另一个问题是,您的总长度是错误的,因为您将整数除以 parts
,然后再乘以整数时,就失去了最后的小数部分.
Another problem is that your total length is wrong because you do integer division by parts
and then by the time that you multiply it up again, you have lost the final fractional part.
将您的 intervals
函数更改为此,它可以起作用:
Change your intervals
function to this, and it works:
import math
def intervals(parts, duration):
part_duration = math.ceil(duration / parts)
return [(start, min(start + part_duration - 1, duration - 1))
for start in range(0, duration, part_duration)]
检查范围
插入打印语句:
print("Size = ", size)
print(section_intervals)
现在给出:
Size = 9840497
[(0, 984049), (984050, 1968099), (1968100, 2952149), (2952150, 3936199), (3936200, 4920249), (4920250, 5904299), (5904300, 6888349), (6888350, 7872399), (7872400, 8856449), (8856450, 9840496)]
使用原始的 intervals
函数,它会给出:
whereas using your original intervals
function, it gives:
Size = 9840497
[(0, 984049), (984049, 1968098), (1968098, 2952147), (2952147, 3936196), (3936196, 4920245), (4920245, 5904294), (5904294, 6888343), (6888343, 7872392), (7872392, 8856441), (8856441, 9840490)]
请注意重叠的范围和末尾缺少的字节.
Note the overlapping ranges and the bytes missing from the end.

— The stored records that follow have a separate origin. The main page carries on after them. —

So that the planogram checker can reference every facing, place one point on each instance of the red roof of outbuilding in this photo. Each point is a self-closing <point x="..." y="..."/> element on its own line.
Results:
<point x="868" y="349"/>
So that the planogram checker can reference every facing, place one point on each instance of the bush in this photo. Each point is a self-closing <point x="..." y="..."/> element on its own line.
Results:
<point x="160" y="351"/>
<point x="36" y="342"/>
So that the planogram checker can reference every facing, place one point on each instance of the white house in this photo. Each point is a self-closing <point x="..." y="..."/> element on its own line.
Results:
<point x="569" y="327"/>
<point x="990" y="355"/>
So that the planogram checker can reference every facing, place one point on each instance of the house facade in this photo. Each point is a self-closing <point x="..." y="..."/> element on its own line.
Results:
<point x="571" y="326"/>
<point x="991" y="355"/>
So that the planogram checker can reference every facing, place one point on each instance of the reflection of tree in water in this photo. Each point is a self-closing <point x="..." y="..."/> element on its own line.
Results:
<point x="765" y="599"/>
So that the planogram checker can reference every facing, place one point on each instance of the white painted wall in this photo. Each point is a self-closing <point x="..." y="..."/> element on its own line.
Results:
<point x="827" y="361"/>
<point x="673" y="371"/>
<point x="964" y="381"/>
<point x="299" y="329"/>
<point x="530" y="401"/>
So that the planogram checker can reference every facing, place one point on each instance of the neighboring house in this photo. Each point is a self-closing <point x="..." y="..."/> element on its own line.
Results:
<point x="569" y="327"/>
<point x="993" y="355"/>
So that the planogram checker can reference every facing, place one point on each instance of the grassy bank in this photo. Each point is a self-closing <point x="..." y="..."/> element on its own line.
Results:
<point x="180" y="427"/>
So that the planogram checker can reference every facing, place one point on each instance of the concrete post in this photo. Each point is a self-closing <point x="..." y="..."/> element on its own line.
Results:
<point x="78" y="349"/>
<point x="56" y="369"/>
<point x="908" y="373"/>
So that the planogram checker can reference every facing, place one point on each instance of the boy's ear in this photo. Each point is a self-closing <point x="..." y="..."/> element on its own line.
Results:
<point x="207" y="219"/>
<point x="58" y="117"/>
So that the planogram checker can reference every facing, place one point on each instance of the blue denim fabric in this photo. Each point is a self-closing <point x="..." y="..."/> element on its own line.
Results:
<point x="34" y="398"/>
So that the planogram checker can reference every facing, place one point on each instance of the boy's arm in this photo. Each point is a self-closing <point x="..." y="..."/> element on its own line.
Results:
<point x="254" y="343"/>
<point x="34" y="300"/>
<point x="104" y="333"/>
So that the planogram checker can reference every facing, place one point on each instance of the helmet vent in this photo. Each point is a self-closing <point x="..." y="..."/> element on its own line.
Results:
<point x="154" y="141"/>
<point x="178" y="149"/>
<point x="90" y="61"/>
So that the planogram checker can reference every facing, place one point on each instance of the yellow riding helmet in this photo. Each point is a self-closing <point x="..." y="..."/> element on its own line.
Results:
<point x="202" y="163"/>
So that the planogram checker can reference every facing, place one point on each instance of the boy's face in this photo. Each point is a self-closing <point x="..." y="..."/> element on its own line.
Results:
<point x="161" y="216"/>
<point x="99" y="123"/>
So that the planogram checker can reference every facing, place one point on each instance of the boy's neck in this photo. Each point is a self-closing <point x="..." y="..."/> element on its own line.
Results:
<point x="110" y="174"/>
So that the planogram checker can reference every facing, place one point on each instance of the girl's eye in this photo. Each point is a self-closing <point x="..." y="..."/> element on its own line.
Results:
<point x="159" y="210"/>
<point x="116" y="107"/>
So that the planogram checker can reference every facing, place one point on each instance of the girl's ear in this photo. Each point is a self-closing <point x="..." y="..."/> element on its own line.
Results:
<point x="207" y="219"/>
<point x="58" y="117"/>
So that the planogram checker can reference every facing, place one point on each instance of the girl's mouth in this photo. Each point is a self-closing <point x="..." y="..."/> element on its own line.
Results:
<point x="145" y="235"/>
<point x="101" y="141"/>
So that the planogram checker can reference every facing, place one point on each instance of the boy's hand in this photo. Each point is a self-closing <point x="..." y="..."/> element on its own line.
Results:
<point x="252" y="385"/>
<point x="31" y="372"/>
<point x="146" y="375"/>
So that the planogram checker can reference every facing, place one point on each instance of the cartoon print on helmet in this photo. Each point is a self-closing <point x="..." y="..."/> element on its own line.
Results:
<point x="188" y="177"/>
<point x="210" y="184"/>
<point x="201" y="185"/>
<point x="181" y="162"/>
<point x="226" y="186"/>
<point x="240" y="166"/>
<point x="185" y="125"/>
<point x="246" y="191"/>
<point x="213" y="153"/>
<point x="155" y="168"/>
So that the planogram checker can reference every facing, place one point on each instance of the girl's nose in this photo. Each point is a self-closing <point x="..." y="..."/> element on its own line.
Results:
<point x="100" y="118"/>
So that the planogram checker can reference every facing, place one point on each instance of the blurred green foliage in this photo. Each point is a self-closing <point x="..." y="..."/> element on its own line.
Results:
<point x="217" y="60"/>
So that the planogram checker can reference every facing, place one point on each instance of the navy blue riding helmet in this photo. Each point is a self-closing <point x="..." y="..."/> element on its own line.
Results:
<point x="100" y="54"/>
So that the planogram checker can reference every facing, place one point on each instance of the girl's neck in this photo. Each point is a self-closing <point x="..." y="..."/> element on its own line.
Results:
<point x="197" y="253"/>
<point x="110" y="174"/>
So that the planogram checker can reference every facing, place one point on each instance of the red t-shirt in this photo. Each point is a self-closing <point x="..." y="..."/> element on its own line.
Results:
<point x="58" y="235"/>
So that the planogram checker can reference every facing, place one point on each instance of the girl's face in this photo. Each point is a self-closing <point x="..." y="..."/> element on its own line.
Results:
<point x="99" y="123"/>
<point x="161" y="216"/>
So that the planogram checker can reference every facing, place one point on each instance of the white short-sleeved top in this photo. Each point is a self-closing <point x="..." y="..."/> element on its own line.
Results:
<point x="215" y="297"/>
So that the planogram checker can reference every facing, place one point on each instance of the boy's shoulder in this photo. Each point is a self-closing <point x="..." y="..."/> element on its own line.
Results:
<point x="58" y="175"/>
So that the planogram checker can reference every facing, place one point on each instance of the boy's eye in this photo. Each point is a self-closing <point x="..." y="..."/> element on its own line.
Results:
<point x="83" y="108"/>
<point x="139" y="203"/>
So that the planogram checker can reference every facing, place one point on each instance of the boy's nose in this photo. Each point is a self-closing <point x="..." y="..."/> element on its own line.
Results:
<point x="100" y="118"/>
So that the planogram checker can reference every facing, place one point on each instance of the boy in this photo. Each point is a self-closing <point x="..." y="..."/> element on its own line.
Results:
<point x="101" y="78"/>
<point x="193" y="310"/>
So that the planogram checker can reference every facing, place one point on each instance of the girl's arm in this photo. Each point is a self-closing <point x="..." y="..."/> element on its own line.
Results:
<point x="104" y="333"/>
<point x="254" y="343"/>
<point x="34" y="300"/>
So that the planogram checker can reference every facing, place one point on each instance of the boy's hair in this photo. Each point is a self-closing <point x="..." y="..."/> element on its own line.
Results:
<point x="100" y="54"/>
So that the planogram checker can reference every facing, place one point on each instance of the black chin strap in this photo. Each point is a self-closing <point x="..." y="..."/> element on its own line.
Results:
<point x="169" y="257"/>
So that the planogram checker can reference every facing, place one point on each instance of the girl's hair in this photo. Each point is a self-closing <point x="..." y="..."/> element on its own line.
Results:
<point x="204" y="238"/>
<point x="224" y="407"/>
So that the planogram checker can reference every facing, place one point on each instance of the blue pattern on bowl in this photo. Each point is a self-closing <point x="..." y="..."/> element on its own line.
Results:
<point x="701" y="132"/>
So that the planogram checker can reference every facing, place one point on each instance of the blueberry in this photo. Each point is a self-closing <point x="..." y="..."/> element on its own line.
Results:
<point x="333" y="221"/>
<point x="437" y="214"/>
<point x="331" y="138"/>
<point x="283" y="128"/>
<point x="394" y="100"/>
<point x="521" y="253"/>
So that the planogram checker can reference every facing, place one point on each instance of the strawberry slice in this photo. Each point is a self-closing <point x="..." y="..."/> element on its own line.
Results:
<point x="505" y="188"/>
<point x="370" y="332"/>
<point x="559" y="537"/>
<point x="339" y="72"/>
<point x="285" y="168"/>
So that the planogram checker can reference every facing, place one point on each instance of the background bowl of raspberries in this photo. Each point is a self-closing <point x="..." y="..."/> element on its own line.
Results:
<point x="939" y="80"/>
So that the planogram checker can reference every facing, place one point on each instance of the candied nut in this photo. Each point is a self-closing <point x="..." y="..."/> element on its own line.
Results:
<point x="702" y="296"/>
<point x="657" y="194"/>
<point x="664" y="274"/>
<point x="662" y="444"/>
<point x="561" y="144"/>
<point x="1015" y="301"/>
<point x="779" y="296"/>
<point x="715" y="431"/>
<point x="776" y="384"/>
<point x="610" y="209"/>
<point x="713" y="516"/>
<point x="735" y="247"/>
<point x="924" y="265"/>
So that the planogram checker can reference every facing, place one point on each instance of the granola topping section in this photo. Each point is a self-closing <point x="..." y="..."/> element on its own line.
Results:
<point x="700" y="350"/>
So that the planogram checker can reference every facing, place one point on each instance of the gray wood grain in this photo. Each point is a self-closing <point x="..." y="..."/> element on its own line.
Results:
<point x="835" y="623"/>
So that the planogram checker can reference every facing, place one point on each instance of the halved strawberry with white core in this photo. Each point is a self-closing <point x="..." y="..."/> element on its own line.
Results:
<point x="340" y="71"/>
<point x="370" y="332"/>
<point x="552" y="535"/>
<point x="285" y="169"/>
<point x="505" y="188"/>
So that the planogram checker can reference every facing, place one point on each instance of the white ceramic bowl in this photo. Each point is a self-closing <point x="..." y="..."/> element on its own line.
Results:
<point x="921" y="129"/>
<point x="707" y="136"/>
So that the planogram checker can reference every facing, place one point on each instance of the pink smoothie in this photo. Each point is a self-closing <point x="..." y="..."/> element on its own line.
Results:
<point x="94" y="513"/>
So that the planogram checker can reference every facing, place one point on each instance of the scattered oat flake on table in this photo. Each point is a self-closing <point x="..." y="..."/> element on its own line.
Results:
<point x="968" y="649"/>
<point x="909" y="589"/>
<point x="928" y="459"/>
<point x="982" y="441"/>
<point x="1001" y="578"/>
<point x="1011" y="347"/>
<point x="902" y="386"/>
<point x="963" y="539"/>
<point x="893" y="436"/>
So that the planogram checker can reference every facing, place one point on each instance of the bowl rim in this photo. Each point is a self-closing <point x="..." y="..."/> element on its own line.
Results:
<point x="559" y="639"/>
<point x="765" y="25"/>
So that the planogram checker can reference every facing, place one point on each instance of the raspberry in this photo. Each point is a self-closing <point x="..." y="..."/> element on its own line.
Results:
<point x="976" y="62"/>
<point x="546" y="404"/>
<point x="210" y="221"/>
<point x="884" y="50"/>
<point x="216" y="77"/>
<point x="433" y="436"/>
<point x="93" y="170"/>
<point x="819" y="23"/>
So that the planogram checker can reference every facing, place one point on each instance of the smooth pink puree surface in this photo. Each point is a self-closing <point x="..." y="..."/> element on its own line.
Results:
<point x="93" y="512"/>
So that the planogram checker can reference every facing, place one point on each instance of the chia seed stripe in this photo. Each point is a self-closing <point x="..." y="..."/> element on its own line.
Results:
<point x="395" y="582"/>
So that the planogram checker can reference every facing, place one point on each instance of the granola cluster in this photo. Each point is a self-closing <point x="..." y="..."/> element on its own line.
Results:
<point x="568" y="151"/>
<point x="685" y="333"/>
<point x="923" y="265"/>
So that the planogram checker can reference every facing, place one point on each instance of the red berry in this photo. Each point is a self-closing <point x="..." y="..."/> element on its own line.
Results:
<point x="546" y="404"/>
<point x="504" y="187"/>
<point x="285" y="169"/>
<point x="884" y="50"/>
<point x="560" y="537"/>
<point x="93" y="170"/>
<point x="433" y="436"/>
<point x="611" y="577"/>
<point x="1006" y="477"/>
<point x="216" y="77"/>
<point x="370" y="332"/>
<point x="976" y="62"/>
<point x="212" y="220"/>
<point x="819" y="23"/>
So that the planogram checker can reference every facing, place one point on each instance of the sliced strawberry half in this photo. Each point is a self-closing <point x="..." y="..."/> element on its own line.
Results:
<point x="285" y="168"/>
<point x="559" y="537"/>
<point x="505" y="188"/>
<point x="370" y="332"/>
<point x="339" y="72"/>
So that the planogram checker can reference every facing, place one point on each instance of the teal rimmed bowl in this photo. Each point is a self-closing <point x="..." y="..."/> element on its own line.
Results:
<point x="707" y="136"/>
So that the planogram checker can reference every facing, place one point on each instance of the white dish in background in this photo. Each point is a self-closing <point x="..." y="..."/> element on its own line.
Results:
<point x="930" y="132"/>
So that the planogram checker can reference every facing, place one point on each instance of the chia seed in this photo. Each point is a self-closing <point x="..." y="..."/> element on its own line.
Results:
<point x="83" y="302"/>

我们可以通过计算校验和最终验证下载.在此示例中,我从Linux命令行使用了 md5sum
(尽管 cksum
也可以使用,因为不需要为此使用密码校验和).
We can verify the download at the end by calculating a checksum. In this example, I use md5sum
from the Linux command line (although cksum
would work also, as there is no need for cryptographic checksum for this purpose).
我将输出称为 myoutput
.
$ md5sum myoutput
10c918b1d01aea85864ee65d9e0c2305 myoutput
现在,我还直接使用 wget< url>
下载副本,并查看它具有相同的校验和.
Now I also download a copy directly with wget <url>
and see that it has the same checksum.
$ wget https://file-examples-com.github.io/uploads/2017/04/file_example_MP4_1280_10MG.mp4
--2020-07-21 08:26:52-- https://file-examples-com.github.io/uploads/2017/04/file_example_MP4_1280_10MG.mp4
$ md5sum file_example_MP4_1280_10MG.mp4
10c918b1d01aea85864ee65d9e0c2305 file_example_MP4_1280_10MG.mp4
这篇关于正在用python大块下载文件吗?的文章就介绍到这了,希望我们推荐的答案对大家有所帮助,也希望大家多多支持IT屋!